The Award, which was established in 1997 in honour of Donald C. Savage, Executive Director of CAUT 1972-1997, was instituted to honour and to recognize outstanding achievements in the promotion of collective bargaining in Canadian universities and colleges.

Doug and Joyce Lorimer have committed themselves to promoting collective bargaining at the local, provincial and national levels since the late 1980s. Doug Lorimer was involved in the certification of the Wilfrid Laurier University Faculty Association in 1988 and has been its chief negotiator in every round of negotiations since then. He has been the chief negotiator in the three collective agreements for the Part-time Faculty and Librarians at Wilfrid Laurier and has represented WLUFA at the provincial level on the Ontario Confederation of University Faculty Association’s (OCUFA) Collective Bargaining Committee since 1988, including as chair from 2002 to 2005. At the national level, Doug has been a member of CAUT’s Collective Bargaining and Economic Benefits Committee and is currently its Chair.
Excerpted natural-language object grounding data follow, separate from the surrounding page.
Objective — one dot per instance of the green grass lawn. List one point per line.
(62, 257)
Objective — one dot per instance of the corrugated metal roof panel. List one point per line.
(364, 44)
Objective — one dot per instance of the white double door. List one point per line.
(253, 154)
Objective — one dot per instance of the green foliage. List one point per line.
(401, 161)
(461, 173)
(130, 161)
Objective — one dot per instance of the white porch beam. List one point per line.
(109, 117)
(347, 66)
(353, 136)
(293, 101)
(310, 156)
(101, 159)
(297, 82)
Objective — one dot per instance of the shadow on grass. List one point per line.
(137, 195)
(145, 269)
Doug’s advice to faculty associations on negotiating, and when seeking to certify their association, has been sought out across Canada. His experience in the organizing of, and bargaining for, sessional faculty is valued by associations from coast to coast. When Doug speaks, others listen. His commitment to improving the working conditions of faculty and academic librarians is exemplary.
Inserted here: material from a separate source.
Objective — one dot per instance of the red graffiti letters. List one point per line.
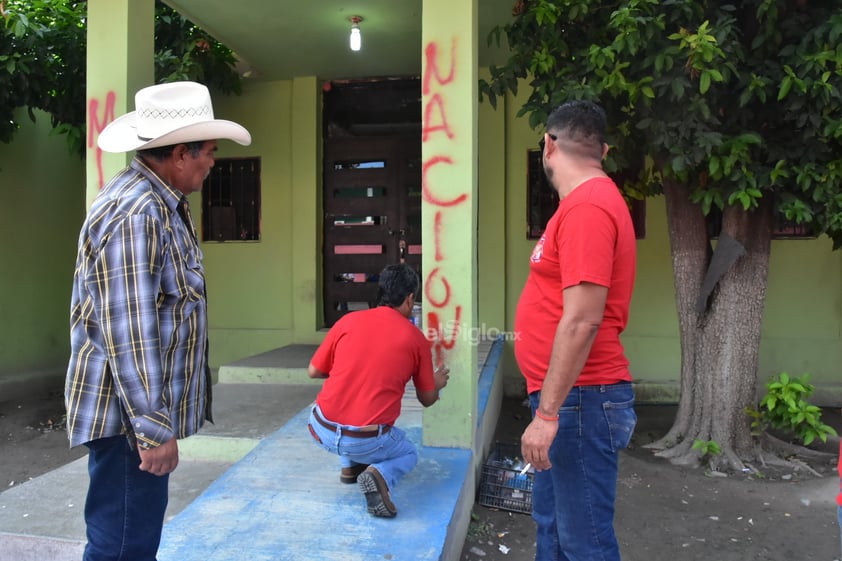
(95, 127)
(442, 303)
Joyce Lorimer has been engaged in virtually every important activity associated with WLUFA, OCUFA and CAUT. She has served WLUFA almost continually since 1987 on the Executive Committee, including multiple terms as President and Vice-President. She worked tirelessly in the original organization and certification of WLUFA and later played a crucial role in organizing and certifying the CAS bargaining unit. She has been a Grievance Officer since 1993 and became WLUFA’s Grievance Co-ordinator in 2005.

At the provincial level, she served as WLUFA’s representative on the OCUFA Board from 1997 to 2000, later becoming its Treasurer for three years. Her considerable leadership skills, sensitivity to the needs of others, as well as her well-developed sense of humor were essential attributes in her work at the national level with CAUT. Joyce was elected CAUT President for two terms (1994-1996) and served two terms as Past-President (1996-1998), and as a trustee on the CAUT Defence Fund (2000-2002). Her intelligence, knowledge and diplomatic skills have encouraged others to seek her advice, both formally and informally as, for example, when she was a member of a three-person arbitration panel at Windsor University. In 1997, she and Harry Arthurs were appointed by the Board of Governors at Trent University to assist the University in coming to terms with the causes and consequences of the resignation of its President, Vice President: Academic, and Acting Deans of Arts and Sciences.From their early days at Wilfrid Laurier, Doug and Joyce Lorimer have been among the most important figures in faculty association bargaining in Canada. Their contributions to collective bargaining in Ontario was recently recognized by OCUFA with the establishment of the Lorimer Award in 2009.